I have always been drawn to the world of colour and composition and its ability to stir the soul, but my journey into jewellery was a touch circuitous! I didn’t have any grand aspirations as a teenager to work directly with jewellery, although I did hope to be able to engage with design professionally, either as an artist or a player in the commercial creative space. However, when I left school I ended up studying Art History at university. In retrospect I should have really continued my studies in fine art or the suchlike, but twenty years ago schools didn’t wholly support careers in the art or design world quite like they do now.
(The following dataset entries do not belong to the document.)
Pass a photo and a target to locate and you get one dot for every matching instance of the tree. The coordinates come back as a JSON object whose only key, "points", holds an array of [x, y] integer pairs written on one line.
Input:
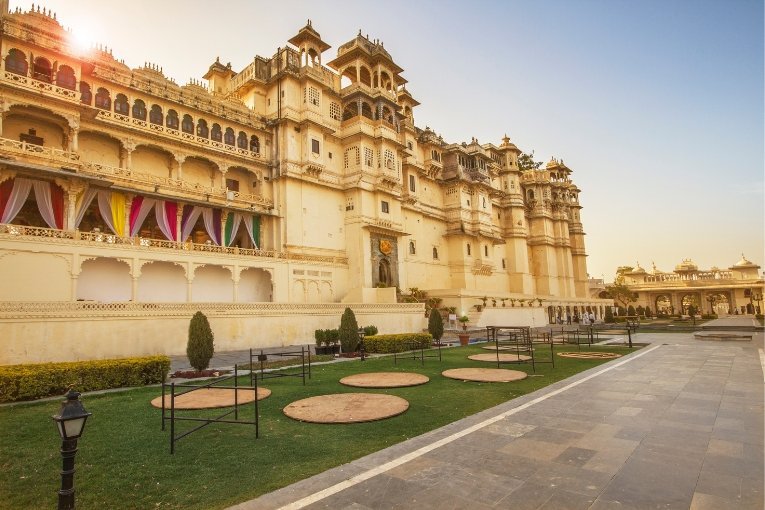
{"points": [[620, 292], [526, 162], [349, 331], [436, 325], [200, 346]]}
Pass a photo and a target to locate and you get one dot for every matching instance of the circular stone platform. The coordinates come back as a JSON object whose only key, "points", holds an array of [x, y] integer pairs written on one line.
{"points": [[503, 357], [384, 380], [485, 374], [737, 336], [589, 355], [346, 408], [208, 398]]}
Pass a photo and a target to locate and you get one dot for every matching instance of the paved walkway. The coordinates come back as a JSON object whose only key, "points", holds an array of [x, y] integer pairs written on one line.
{"points": [[677, 424]]}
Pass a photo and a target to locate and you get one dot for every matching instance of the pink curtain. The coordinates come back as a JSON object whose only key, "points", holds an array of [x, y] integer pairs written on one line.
{"points": [[167, 214], [139, 210], [50, 202]]}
If you expressed an interest in becoming an artist, most would point you in the direction of Sotheby’s or Christie’s, or a further education degree in the history of art.

And that’s more-or-less how I found myself working at a wonderful gallery called Dickinson in Mayfair, London, sitting on the Impressionist and Modern desk under a wonderful boss called Emma Ward. She taught me everything I needed to know about operating in the luxury space. However, after four happy years there my yearning to ‘create’ was not being satiated by the commercial art world and so I decided to make the big leap into the unknown and forge a career as a designer.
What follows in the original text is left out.